“Agamennone”, Archivio Zeta porta Eschilo sulla Linea Gotica
Matteo Brighenti | 23/07/2013 | Recensito
Dormono, dormono, dormono sulla montagna, Josef, Heinz, Ernst, Sebastian. Non vengono dall’ “Antologia di Spoon River” di Lee Masters, ma dalla Germania nazista di Hitler. Sono in 32mila nel Cimitero Militare Germanico del Passo della Futa, provincia di Firenze. Hanno incontrato la morte mentre difendevano la Linea Gotica. Nel loro sonno senza respiro infuria un itinerante “Agamennone”.
La compagnia Archivio Zeta ha condotto fin quassù la tragedia di Eschilo forte del progetto “Orestea 2013”, che prevede la rappresentazione di tutta la trilogia del drammaturgo greco (oltre ad “Agamennone”, “Coefore” ed “Eumenidi”). Il riposo della morte è un silenzio rotto inizialmente solo dal volo degli insetti e dai passi del pubblico. In questo nuovo spazio/tempo al di là della vita, il più grande sacrario germanico in Italia è la città greca di Argo. Appostata sulla soglia del cimitero, una vedetta introduce gli spettatori nella notte di attesa per il ritorno di Agammenone dalla guerra di Troia. Le pietre cominciano a risuonare della voce nuda degli attori, dei suoni e delle musiche diPatrizio Barontini. Finalmente, dopo giorni passati invano, avvista all’orizzonte il segnale che tutti aspettano: la guerra è vinta, il re farà ritorno e il pubblico può entrare in città, un muro di duemila metri che sale a spirale fino alla cima della montagna e circonda le tombe dei caduti. Qui Agamennone incontra la sua morte: la moglie Clitemnestra lo uccide perché, 10 anni prima, ha sacrificato agli dei la loro figlia Ifigenia per avere venti favorevoli alla partenza per Troia. “Io ho fatto quello che dovevo fare” suona decisa al termine dell’ “Agamennone” la voce di Clitemnestra. Voleva giustizia, ha avuto vendetta e nelle “Coefore” troverà la morte per mano del figlio Oreste.
La catena di sangue, che potrebbe tramandarsi di generazione in generazione, si spezza però quando, nelle “Eumenidi”, interviene a fermarla la giustizia della Legge. Essa si incunea nel culmine della violenza come il gigantesco muro piramidale nell’ultima spirale del sacrario germanico della Futa.

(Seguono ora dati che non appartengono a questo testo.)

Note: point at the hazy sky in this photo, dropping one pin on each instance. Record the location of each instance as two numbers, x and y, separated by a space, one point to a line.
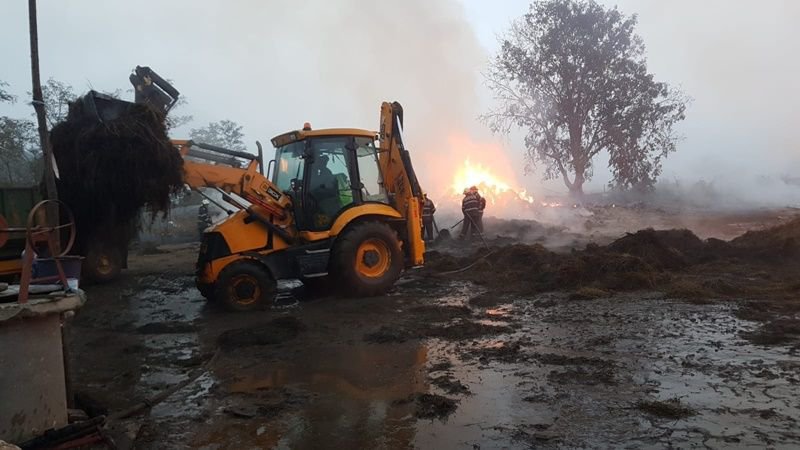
271 65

Da lassù quella monumentale “scheggia” di pietra domina il cortile d’onore sotto il quale si trova la cripta commemorativa, dove Josef, Heinz, Ernst, Sebastian e tutti gli altri 32mila soldati tedeschi morti in battaglia cercano la pace che non hanno trovato in vita. Per aver fatto, anche loro, quello che dovevano fare.